Tão absurdo, tão idiota, tão inútil, tão em vão... essa sequência de palavras soou gostosa na minha boca/ouvido. Parece conseguir resumir um poucomuito o que é a vida ocidentalizada consumista alienada de hoje... 

Atirei-me na vida... Ateu-me da vida... Nos últimos tempos perdi a fé; fé quase sobrenatural que tinha / e que fé não é sobrenatural? / de que a vida simplesmente vai e me levaria e me traria o bem... eu fiquei para trás? 

Poderia dizer que minha utopia pode ser expressa em uma palavra: beleza. Que tudo seja/fosse belo, as relações, a comida, o saber, as ruas, as casas, os sonhos, o hoje, o abraço, o ontem, o beijo, o amanhã, a forma de nos comunicarmos, o sexo, a produção das condições materiais da vida, a cidade, o campo, a transcendência imaterial do ser... 

A única moral é a beleza... se não está belo, não está bom... Bom para quem vive, para cada um com seu cada qual.

Sinto hoje que o usufruto da beleza se tornou difícil para mim. Porque sinto uma fome de beleza, uma falta, e não consigo apreciar com o ser roncando de fome. Principalmente beleza de relação humana - mais sublime, mais amor. E sem isso, tudo tende para o feio. Estou sem fé na utopia. Estou sem fé em mim. 

St. Ides Heaven - Elliot Smith - beleza

Autocentrado



O problema é que eu também olho para dentro? A questão é que eu fico atento, estupidamente percebendo tudo o que se passa aqui?
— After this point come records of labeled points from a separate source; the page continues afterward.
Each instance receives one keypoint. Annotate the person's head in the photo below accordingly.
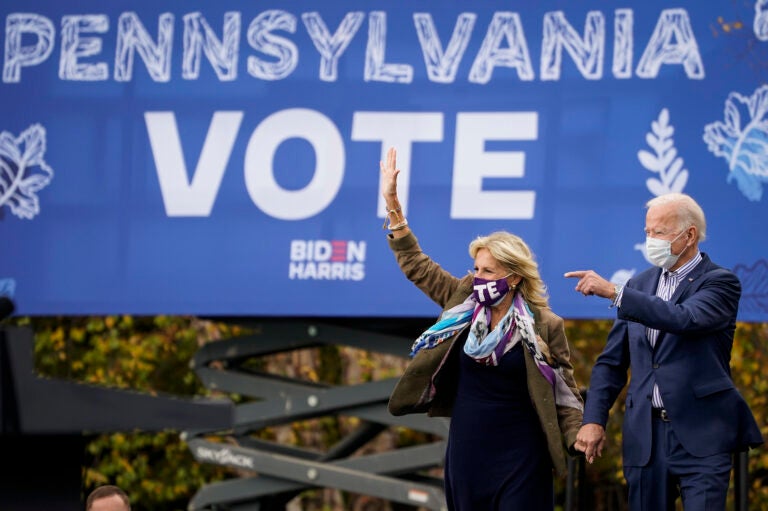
(677, 219)
(501, 254)
(108, 498)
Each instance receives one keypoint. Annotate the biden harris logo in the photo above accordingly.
(327, 260)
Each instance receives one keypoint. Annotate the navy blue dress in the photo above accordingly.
(497, 457)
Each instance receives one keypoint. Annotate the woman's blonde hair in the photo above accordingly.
(513, 253)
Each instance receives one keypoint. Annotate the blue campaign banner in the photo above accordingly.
(222, 158)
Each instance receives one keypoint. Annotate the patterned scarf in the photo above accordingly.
(488, 347)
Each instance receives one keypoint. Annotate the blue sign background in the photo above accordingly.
(589, 112)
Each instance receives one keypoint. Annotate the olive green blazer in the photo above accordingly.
(428, 383)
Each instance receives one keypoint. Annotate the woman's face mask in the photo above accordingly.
(490, 292)
(659, 251)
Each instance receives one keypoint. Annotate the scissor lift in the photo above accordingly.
(282, 471)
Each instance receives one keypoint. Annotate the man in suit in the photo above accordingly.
(674, 332)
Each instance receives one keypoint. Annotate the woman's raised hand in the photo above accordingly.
(389, 172)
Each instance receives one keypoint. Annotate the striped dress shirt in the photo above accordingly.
(668, 283)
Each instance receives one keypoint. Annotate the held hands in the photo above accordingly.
(590, 283)
(590, 440)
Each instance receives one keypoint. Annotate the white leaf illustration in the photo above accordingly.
(664, 159)
(23, 171)
(742, 140)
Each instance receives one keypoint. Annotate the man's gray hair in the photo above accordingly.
(688, 211)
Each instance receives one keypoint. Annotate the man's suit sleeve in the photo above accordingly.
(710, 304)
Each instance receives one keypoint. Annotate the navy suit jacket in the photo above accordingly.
(690, 363)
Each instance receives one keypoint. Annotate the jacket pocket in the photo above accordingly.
(711, 387)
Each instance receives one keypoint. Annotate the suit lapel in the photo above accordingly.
(687, 282)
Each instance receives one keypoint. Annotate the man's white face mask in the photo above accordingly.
(659, 251)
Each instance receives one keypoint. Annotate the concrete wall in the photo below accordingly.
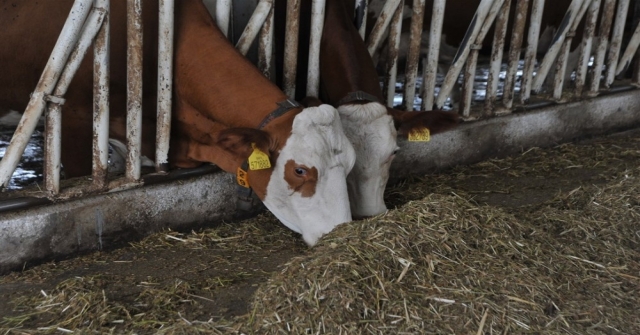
(104, 221)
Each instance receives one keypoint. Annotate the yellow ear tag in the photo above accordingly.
(258, 159)
(242, 178)
(419, 135)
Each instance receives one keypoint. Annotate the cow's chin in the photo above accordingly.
(311, 227)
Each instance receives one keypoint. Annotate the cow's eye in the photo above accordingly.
(301, 172)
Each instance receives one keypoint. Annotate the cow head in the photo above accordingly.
(305, 186)
(373, 135)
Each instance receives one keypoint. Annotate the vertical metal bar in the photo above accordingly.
(375, 37)
(496, 58)
(223, 15)
(291, 47)
(537, 8)
(317, 24)
(253, 26)
(550, 58)
(413, 56)
(101, 101)
(46, 84)
(472, 61)
(463, 52)
(616, 41)
(165, 83)
(134, 88)
(586, 46)
(632, 47)
(54, 115)
(514, 52)
(561, 64)
(265, 47)
(394, 44)
(601, 48)
(361, 16)
(430, 68)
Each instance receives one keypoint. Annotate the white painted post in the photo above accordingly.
(381, 25)
(413, 56)
(616, 41)
(317, 24)
(253, 26)
(46, 84)
(134, 89)
(54, 115)
(532, 48)
(463, 52)
(552, 54)
(430, 68)
(265, 46)
(291, 47)
(223, 15)
(601, 49)
(395, 30)
(165, 83)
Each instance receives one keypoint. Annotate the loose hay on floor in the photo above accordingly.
(446, 265)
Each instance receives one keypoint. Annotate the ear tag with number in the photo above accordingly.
(258, 159)
(242, 178)
(419, 135)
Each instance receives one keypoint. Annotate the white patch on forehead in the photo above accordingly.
(373, 135)
(317, 140)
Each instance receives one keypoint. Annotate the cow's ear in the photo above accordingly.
(239, 142)
(311, 102)
(436, 121)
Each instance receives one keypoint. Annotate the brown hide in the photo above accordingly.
(215, 87)
(346, 66)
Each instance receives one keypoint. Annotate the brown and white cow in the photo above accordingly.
(349, 81)
(223, 111)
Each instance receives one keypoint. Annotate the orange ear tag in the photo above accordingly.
(242, 178)
(419, 135)
(258, 159)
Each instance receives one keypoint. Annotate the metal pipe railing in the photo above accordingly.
(616, 41)
(252, 29)
(496, 58)
(586, 46)
(381, 25)
(514, 52)
(317, 24)
(53, 121)
(165, 83)
(472, 61)
(265, 46)
(134, 89)
(291, 47)
(64, 45)
(101, 70)
(413, 54)
(464, 50)
(602, 45)
(395, 30)
(223, 15)
(430, 67)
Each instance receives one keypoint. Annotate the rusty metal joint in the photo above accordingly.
(59, 100)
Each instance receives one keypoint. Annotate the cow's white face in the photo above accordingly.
(307, 190)
(373, 135)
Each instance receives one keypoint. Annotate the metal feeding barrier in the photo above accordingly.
(598, 45)
(88, 24)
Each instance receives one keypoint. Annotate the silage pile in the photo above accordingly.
(446, 265)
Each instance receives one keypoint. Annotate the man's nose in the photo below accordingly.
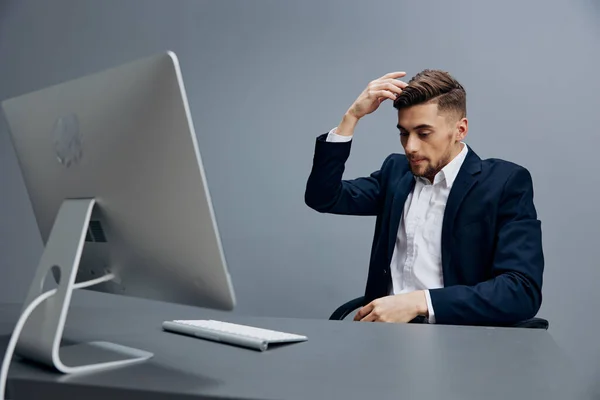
(412, 144)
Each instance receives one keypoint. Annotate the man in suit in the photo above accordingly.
(457, 239)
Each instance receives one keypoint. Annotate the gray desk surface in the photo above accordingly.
(341, 360)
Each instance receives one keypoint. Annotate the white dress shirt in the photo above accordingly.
(417, 259)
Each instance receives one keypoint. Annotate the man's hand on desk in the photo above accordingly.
(397, 308)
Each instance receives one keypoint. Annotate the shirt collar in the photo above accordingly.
(448, 174)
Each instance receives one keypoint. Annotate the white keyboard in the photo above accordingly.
(236, 334)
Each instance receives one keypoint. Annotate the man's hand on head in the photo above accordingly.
(386, 87)
(397, 308)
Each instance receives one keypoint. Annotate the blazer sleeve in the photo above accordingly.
(514, 293)
(326, 192)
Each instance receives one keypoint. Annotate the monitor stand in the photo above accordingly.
(42, 332)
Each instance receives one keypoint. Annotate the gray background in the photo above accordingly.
(264, 78)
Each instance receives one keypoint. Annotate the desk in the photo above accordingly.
(341, 360)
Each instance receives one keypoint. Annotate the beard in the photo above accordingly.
(430, 170)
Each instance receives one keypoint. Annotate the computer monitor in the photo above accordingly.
(113, 171)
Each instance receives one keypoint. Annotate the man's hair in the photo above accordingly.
(434, 86)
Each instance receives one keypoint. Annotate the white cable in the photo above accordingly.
(10, 349)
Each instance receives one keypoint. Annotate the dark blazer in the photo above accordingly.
(492, 257)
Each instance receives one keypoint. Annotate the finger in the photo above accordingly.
(363, 312)
(394, 75)
(389, 86)
(400, 84)
(385, 94)
(371, 317)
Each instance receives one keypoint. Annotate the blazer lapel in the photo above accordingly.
(405, 186)
(464, 182)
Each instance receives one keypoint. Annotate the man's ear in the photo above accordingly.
(462, 128)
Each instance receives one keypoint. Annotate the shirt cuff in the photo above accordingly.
(332, 136)
(431, 318)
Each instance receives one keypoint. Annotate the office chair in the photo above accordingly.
(342, 312)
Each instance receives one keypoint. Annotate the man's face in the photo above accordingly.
(430, 139)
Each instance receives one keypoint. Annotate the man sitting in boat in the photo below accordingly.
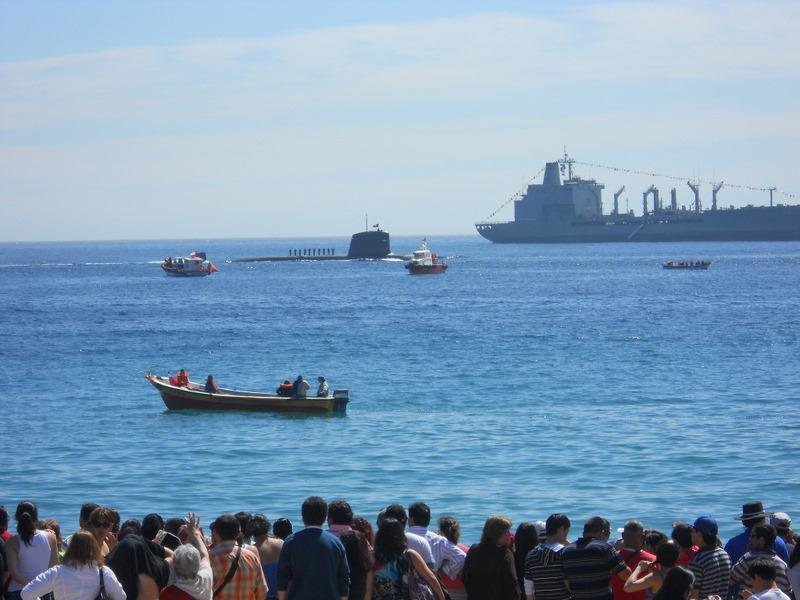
(285, 389)
(300, 388)
(322, 390)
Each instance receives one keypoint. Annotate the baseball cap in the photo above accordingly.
(706, 524)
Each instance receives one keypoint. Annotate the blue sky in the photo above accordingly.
(122, 120)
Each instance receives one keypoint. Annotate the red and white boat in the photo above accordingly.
(194, 265)
(425, 262)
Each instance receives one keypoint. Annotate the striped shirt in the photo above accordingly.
(248, 582)
(740, 578)
(543, 570)
(447, 557)
(712, 570)
(588, 566)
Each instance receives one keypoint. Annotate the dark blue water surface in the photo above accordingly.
(526, 380)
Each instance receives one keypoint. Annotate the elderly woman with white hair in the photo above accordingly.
(191, 575)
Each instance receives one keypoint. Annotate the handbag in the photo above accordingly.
(102, 594)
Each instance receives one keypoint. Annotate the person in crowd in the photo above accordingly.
(649, 576)
(677, 585)
(151, 525)
(447, 558)
(246, 581)
(363, 526)
(526, 538)
(762, 540)
(313, 563)
(286, 389)
(752, 514)
(794, 570)
(450, 529)
(268, 548)
(182, 378)
(5, 534)
(415, 542)
(55, 527)
(394, 561)
(300, 388)
(590, 563)
(29, 553)
(765, 586)
(191, 576)
(360, 561)
(682, 535)
(140, 565)
(79, 577)
(543, 573)
(711, 565)
(489, 572)
(340, 517)
(282, 528)
(633, 538)
(783, 525)
(653, 538)
(100, 524)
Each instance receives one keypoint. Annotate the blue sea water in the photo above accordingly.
(526, 380)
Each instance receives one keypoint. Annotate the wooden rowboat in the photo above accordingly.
(196, 397)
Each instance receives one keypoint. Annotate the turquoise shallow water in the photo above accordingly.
(526, 380)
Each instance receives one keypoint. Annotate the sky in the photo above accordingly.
(179, 119)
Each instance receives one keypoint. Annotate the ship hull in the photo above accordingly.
(780, 223)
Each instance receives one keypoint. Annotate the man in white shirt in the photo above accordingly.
(762, 571)
(447, 558)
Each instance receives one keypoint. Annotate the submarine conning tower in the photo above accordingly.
(369, 244)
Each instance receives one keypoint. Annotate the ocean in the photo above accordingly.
(526, 380)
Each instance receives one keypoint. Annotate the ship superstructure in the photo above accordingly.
(571, 211)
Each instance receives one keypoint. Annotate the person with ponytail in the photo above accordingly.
(80, 577)
(30, 552)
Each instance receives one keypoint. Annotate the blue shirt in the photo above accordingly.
(313, 566)
(737, 546)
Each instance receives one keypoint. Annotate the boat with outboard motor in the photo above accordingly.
(425, 262)
(194, 396)
(697, 265)
(194, 265)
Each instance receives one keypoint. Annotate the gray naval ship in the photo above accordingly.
(571, 211)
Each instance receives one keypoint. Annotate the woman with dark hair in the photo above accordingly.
(649, 575)
(269, 550)
(30, 552)
(489, 572)
(80, 577)
(677, 585)
(394, 562)
(525, 539)
(359, 558)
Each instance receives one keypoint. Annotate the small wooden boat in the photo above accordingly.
(425, 262)
(194, 265)
(194, 396)
(696, 265)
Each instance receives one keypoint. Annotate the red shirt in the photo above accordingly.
(631, 558)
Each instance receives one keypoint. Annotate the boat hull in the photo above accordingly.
(426, 269)
(196, 398)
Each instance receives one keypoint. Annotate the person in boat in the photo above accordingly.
(285, 389)
(301, 387)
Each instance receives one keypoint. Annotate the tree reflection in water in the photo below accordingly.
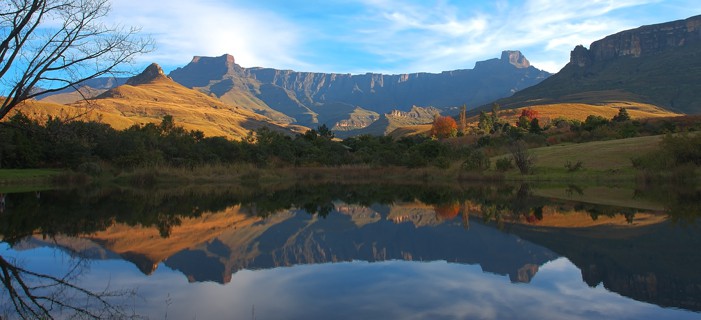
(33, 295)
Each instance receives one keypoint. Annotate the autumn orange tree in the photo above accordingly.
(444, 127)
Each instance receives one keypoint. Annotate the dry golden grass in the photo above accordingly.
(580, 111)
(548, 112)
(127, 105)
(597, 155)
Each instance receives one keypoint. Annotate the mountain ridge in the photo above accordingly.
(655, 64)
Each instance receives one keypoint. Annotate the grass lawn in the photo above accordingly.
(16, 180)
(596, 155)
(601, 160)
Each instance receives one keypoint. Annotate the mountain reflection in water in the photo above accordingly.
(211, 235)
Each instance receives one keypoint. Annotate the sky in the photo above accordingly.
(383, 36)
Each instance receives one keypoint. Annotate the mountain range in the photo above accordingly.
(349, 104)
(656, 64)
(648, 68)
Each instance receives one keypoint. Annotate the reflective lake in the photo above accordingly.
(353, 252)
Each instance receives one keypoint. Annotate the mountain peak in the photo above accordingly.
(516, 58)
(202, 69)
(152, 73)
(224, 60)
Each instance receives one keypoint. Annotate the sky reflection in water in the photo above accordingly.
(401, 258)
(361, 290)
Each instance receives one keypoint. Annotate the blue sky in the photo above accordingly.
(383, 36)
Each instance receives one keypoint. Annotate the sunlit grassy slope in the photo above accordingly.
(127, 105)
(597, 155)
(574, 111)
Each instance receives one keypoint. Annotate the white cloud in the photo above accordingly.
(185, 28)
(380, 35)
(435, 37)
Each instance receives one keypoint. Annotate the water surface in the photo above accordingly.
(339, 251)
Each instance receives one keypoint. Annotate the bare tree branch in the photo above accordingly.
(39, 55)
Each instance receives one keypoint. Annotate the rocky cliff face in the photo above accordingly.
(313, 99)
(656, 64)
(643, 41)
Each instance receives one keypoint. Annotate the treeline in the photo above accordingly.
(88, 146)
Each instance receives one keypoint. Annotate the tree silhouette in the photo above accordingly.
(51, 45)
(444, 127)
(35, 295)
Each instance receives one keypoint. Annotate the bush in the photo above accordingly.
(476, 160)
(573, 167)
(523, 159)
(91, 168)
(504, 164)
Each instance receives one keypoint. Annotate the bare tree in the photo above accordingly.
(51, 45)
(33, 295)
(523, 159)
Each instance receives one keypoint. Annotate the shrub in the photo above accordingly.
(476, 160)
(573, 167)
(523, 159)
(504, 164)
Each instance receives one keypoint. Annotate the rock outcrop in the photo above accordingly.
(152, 73)
(640, 42)
(312, 99)
(656, 64)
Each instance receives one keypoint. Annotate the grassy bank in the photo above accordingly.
(17, 180)
(601, 162)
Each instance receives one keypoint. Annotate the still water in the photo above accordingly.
(352, 252)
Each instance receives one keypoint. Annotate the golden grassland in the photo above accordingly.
(549, 112)
(128, 105)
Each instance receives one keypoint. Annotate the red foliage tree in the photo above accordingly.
(530, 114)
(444, 127)
(447, 211)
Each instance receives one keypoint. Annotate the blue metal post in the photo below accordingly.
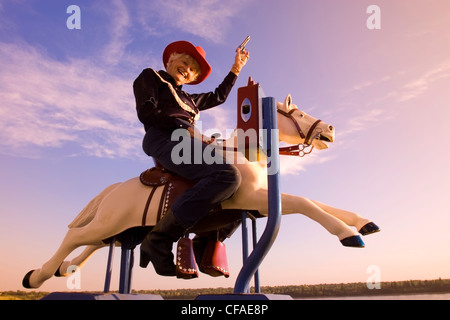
(274, 198)
(109, 266)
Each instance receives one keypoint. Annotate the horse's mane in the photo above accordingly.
(89, 212)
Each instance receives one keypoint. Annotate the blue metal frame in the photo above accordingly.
(271, 147)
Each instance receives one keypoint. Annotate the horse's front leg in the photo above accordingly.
(294, 204)
(350, 218)
(78, 261)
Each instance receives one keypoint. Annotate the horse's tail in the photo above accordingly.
(89, 212)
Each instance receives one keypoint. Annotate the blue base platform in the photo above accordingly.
(244, 296)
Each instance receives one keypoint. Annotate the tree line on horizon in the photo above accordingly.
(295, 291)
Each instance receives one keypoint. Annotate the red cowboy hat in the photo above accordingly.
(195, 52)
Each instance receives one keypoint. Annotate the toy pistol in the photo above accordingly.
(242, 46)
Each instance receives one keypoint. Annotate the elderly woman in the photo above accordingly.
(162, 106)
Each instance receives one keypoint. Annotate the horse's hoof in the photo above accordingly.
(26, 280)
(369, 228)
(353, 241)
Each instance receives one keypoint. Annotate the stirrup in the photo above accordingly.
(186, 265)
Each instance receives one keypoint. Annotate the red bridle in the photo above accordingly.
(298, 150)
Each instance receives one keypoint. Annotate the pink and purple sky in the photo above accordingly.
(68, 126)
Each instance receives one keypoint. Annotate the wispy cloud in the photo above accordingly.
(46, 103)
(418, 86)
(208, 19)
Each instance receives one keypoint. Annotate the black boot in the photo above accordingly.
(157, 245)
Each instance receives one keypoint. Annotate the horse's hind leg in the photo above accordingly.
(74, 238)
(78, 261)
(295, 204)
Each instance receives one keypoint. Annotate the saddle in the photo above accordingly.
(214, 262)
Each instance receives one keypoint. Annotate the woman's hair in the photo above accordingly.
(177, 55)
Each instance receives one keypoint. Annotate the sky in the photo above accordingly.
(68, 126)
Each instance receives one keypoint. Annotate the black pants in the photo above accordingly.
(215, 182)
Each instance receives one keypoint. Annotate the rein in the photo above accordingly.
(300, 149)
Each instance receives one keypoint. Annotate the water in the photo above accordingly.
(430, 296)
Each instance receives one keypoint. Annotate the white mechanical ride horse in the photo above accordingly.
(120, 206)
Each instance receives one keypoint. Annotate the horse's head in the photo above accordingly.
(297, 127)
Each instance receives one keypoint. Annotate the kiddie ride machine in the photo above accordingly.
(257, 114)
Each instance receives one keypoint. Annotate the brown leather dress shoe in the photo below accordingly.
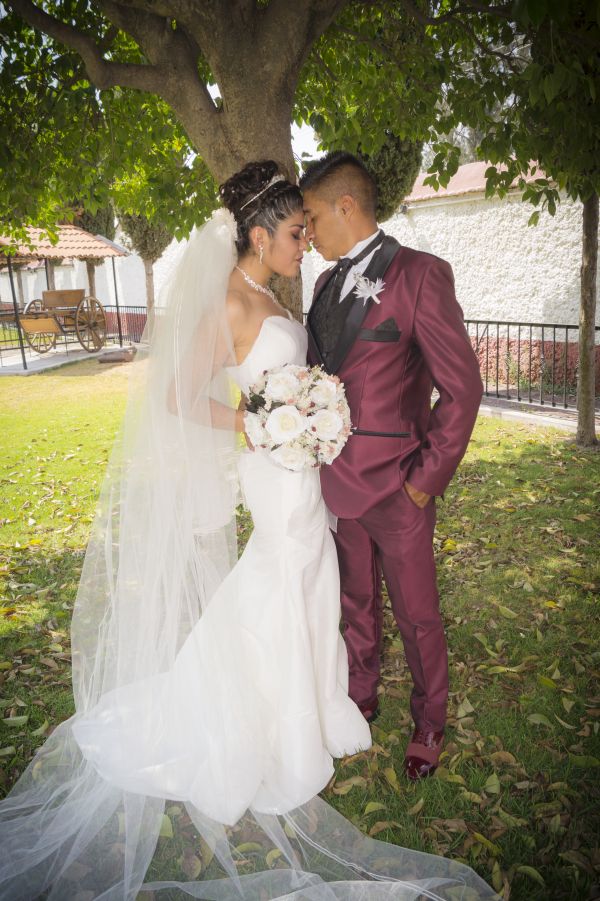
(423, 754)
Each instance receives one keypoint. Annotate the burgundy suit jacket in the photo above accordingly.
(389, 373)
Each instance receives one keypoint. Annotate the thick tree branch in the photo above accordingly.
(102, 74)
(470, 6)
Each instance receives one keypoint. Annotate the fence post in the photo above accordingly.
(117, 304)
(16, 309)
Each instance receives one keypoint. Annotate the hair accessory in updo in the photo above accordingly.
(269, 184)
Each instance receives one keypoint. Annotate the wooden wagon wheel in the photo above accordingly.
(90, 324)
(41, 342)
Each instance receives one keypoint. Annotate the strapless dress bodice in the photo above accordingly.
(279, 341)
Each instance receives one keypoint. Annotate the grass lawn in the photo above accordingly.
(518, 795)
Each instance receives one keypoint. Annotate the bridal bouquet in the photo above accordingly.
(299, 415)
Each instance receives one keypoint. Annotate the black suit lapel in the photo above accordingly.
(313, 344)
(358, 311)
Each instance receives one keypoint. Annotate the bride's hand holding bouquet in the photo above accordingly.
(299, 415)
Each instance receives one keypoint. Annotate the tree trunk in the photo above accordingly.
(586, 400)
(149, 270)
(91, 272)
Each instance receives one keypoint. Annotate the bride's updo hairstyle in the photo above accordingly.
(245, 196)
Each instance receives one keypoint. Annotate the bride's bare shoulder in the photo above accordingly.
(237, 311)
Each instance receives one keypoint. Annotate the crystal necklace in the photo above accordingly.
(258, 287)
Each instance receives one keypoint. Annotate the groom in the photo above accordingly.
(386, 321)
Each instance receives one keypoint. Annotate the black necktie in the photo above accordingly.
(328, 314)
(333, 289)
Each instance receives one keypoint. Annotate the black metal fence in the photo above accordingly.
(124, 325)
(530, 362)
Autoconhecimento, autopercepção, pode ser um buraco negro, sem fundo, que suga...Porque tudo que se passa, tudo que se sente, se torna grande, grave, muito... não passa despercebido, não se esconde embaixo do tapete subconsciente (ou pior, apesar de tudo, ainda deve escapar um monte de tralha pra baixo desse tapete esburacado)... ao contrário, fica ali, vivo, pulsando, diante dos olhos, acumulando-se a menos que façamos alguma coisa... e às vezes não há nada a fazer...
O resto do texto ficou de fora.